I can think of many worse crimes than street drinking. This takes us to another serious and not unrelated problem: cheap alcohol, sale of alcohol without restriction, and the cost of alcohol related problems to the health and social services. Surely a special tax on the alcohol industry is called for.

The young man in question had been kept in custody for a month since he was homeless. And this in a country with an abundance of empty and unfinished houses. He will go back to prison till the Methodist Mission finds a place for him. Thank God there is still some genuine Christianity in holy Ireland. This form was introduced by an Englishman, of course.

This case is only one example of the social havoc around us. And this is against a background of cutbacks in social services, increasing unemployment, wage freezes, wage cuts etc. Some things are still affordable, of course – like guided missiles at £1 million each, deployed to ‘protect innocent civilians in Libya’. Meanwhile her Majesty’s Government fails to make any inroads on social deprivation and deplorable living standards back home.

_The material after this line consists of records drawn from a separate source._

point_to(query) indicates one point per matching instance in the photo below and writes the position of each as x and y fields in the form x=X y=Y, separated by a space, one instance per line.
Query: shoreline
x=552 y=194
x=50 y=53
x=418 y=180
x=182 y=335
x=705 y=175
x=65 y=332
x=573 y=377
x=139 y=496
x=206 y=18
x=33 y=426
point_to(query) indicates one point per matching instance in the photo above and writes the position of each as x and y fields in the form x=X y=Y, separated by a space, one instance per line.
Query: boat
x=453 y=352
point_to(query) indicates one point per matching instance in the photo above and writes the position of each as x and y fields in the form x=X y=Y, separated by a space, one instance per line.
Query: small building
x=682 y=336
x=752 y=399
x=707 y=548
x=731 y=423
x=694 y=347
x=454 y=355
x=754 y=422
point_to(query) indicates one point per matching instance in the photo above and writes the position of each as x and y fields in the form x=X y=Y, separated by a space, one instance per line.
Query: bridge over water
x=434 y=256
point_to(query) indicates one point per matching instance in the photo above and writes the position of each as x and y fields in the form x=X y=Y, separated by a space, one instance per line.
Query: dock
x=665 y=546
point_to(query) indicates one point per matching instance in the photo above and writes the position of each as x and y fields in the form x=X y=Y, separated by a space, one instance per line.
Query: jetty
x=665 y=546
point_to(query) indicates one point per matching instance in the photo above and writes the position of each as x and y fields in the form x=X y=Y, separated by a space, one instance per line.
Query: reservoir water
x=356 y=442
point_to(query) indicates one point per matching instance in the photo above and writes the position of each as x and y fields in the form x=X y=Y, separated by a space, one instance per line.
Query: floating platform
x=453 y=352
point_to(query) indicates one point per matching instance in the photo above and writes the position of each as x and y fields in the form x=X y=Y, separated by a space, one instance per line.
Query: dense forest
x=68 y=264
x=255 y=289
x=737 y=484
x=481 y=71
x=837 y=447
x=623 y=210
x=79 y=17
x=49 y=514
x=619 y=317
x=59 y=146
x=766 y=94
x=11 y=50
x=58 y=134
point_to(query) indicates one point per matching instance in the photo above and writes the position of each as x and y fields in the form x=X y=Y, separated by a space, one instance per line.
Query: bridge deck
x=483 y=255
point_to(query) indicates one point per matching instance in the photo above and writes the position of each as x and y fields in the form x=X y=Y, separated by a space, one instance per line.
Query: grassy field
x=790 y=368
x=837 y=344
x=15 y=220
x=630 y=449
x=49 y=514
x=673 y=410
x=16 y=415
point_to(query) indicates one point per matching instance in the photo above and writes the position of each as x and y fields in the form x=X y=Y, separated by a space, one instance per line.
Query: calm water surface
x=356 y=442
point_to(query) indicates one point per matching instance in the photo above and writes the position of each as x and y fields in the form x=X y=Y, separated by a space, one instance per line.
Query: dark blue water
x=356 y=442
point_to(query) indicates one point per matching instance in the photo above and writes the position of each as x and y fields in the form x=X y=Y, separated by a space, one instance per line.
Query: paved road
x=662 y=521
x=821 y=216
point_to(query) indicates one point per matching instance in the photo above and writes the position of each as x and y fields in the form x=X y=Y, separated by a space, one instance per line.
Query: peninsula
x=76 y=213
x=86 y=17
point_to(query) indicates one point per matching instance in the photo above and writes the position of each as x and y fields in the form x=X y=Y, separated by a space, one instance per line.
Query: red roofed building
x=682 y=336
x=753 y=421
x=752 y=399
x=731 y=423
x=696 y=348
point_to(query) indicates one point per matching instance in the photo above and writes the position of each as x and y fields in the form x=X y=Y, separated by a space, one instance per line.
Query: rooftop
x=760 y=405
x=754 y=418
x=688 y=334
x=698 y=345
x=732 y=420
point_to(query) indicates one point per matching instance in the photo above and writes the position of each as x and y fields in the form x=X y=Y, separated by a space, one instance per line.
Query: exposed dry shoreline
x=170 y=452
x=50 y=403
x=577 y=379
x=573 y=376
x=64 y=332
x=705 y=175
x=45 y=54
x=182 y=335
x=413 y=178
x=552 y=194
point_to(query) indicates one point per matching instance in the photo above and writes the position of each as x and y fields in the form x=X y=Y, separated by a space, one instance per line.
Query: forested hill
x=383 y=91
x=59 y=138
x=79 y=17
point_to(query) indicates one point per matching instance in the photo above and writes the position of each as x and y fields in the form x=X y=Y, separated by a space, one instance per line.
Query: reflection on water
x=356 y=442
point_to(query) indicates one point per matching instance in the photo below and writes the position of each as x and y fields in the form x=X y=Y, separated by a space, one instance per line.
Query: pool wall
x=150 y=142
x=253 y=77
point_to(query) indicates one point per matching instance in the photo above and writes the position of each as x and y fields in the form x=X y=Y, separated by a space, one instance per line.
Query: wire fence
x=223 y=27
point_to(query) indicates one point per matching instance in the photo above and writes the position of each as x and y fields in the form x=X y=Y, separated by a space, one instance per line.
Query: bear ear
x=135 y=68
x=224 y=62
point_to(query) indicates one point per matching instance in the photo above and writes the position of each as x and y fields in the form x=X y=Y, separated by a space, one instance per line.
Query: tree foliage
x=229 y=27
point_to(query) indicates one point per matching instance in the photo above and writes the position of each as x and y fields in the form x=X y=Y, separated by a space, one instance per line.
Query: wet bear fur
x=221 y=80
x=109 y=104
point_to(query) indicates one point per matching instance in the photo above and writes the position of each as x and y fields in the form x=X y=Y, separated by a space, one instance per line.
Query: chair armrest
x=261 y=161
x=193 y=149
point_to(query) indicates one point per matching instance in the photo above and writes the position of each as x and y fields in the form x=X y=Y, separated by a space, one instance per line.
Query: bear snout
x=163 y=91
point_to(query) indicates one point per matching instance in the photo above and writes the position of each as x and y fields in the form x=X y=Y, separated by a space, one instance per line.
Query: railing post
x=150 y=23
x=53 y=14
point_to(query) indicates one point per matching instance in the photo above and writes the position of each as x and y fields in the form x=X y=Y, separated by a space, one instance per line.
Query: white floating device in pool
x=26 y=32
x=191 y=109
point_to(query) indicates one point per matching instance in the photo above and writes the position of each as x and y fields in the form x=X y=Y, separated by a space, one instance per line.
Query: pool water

The catastrophic failure of a social system based on artificial needs, speculation and greed is to be paid for by ordinary people who did not cause the shambles, but who find their decency rewarded by a fall in living standards as they work longer for less money before a dreaded retirement on a reduced pension.

t is crisis time: unless politicians can increase social provision and inject some honesty, justice and charity into the system, a complete breakdown of society is inevitable.